Ma l’idea di un partito macroniano sembra accantonata, sulle macerie di una sconfitta. Chi parla, pronuncia intanto parole di fuoco. “Si è chiuso un ciclo storico”, dice Nicola Zingaretti, candidato in pectore al congresso Dem. Quel congresso nelle ultime settimane si era pensato di rinviarlo: sopire le tensioni, eleggere Martina segretario nell’assemblea che sarà convocata per il 7 o al più tardi il 14 luglio, ed eleggere il nuovo leader dopo le europee del prossimo anno.
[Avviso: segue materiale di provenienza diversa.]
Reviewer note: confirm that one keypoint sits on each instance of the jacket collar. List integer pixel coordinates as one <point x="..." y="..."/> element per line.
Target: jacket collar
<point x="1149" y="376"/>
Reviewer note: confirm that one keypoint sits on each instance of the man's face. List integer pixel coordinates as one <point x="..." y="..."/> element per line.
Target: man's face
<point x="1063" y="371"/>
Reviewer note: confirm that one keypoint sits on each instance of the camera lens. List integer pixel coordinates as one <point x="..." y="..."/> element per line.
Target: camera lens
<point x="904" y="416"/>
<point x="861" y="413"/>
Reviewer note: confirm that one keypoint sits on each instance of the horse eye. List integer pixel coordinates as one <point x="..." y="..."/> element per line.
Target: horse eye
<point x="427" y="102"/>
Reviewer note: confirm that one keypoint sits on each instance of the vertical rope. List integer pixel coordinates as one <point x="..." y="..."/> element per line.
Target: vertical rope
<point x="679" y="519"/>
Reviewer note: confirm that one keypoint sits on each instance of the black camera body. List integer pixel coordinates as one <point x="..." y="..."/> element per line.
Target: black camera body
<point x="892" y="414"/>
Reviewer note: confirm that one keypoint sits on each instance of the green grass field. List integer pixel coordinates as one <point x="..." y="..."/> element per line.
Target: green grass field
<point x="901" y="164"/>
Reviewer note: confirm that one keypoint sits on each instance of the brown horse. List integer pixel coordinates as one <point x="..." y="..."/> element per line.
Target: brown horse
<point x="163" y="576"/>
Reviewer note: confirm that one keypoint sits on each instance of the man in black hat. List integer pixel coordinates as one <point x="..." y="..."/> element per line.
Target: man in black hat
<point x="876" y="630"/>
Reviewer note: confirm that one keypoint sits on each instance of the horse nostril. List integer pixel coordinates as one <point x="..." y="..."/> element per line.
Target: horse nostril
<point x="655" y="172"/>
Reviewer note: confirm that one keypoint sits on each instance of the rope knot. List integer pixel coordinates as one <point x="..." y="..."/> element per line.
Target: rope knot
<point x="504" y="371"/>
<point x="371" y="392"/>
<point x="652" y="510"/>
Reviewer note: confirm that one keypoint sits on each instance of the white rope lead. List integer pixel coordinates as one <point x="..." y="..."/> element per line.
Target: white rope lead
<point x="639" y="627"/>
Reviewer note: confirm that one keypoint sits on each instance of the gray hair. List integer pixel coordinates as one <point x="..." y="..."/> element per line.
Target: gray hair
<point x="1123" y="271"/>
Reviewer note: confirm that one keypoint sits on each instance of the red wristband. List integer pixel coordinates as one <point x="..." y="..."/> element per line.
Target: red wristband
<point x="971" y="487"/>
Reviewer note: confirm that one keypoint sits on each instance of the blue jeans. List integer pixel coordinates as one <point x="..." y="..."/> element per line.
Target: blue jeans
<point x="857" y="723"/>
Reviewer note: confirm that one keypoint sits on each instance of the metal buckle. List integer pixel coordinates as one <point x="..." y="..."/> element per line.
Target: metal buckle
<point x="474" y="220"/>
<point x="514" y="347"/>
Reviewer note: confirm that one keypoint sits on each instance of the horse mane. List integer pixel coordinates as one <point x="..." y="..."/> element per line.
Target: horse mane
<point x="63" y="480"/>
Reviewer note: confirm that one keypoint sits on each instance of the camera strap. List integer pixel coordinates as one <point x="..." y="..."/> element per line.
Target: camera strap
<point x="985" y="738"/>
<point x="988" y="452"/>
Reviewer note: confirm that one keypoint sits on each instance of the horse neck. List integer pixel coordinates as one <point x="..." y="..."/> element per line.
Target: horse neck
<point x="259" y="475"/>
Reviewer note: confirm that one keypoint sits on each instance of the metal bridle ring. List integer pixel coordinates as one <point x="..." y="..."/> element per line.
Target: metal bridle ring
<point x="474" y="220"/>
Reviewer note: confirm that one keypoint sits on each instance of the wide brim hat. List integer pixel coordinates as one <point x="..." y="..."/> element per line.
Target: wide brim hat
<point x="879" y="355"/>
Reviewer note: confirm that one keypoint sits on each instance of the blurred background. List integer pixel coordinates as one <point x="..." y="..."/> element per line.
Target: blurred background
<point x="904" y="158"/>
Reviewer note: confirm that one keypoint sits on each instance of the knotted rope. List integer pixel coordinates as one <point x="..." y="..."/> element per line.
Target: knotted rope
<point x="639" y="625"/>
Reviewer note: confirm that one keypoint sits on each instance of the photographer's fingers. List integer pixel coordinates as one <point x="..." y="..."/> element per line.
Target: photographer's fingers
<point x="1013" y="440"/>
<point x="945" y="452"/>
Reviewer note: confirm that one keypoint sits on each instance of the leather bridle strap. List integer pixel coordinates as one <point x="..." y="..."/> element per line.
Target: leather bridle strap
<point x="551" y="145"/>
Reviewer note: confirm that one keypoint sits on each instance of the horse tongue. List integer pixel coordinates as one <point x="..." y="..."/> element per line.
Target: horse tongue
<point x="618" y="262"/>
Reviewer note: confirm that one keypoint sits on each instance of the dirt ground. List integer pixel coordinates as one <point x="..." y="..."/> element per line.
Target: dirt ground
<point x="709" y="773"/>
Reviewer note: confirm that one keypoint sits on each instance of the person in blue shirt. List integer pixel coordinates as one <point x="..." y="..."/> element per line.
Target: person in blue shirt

Ma la scossa dei ballottaggi, che trascina il Pd ancora più giù, convince tanti tra i Dem che si debba reagire, non procrastinare. “Congresso subito”, dice in serata Area Dem, che fa capo a Dario Franceschini ed è in grado di spostare gli equilibri in assemblea. Ma lo dice anche un deputato gentiloniano come Roberto Giachetti, che invoca l’elezione di una “nuova classe dirigente”.

Un congresso viene invocato anche dall’area Emiliano con Francesco Boccia. Deve essere “costituente”, dicono Andrea Orlando e Gianni Cuperlo. “Il lavoro deve partire subito, con coraggio, e coinvolgere non solo il Pd”, afferma Nicola Zingaretti. I renziani, che scontano il fatto di non avere un candidato, si dicono disponibili al congresso, purché sia “vero”: “Nei tempi necessari”, dice Lorenzo Guerini frenando chi mette fretta.

Ma Calenda dice che non basta: serve una segreteria larga, inclusi Gentiloni e Minniti, che traghetti il Pd verso un congresso più largo, di centrosinistra, per il nuovo Fronte repubblicano. Achille Occhetto plaude e chiede di “ripartire daccapo”. Ma per ora i Dem non seguono Calenda e il renziano Luca Lotti attacca: “Evitiamo soluzioni in un tweet”.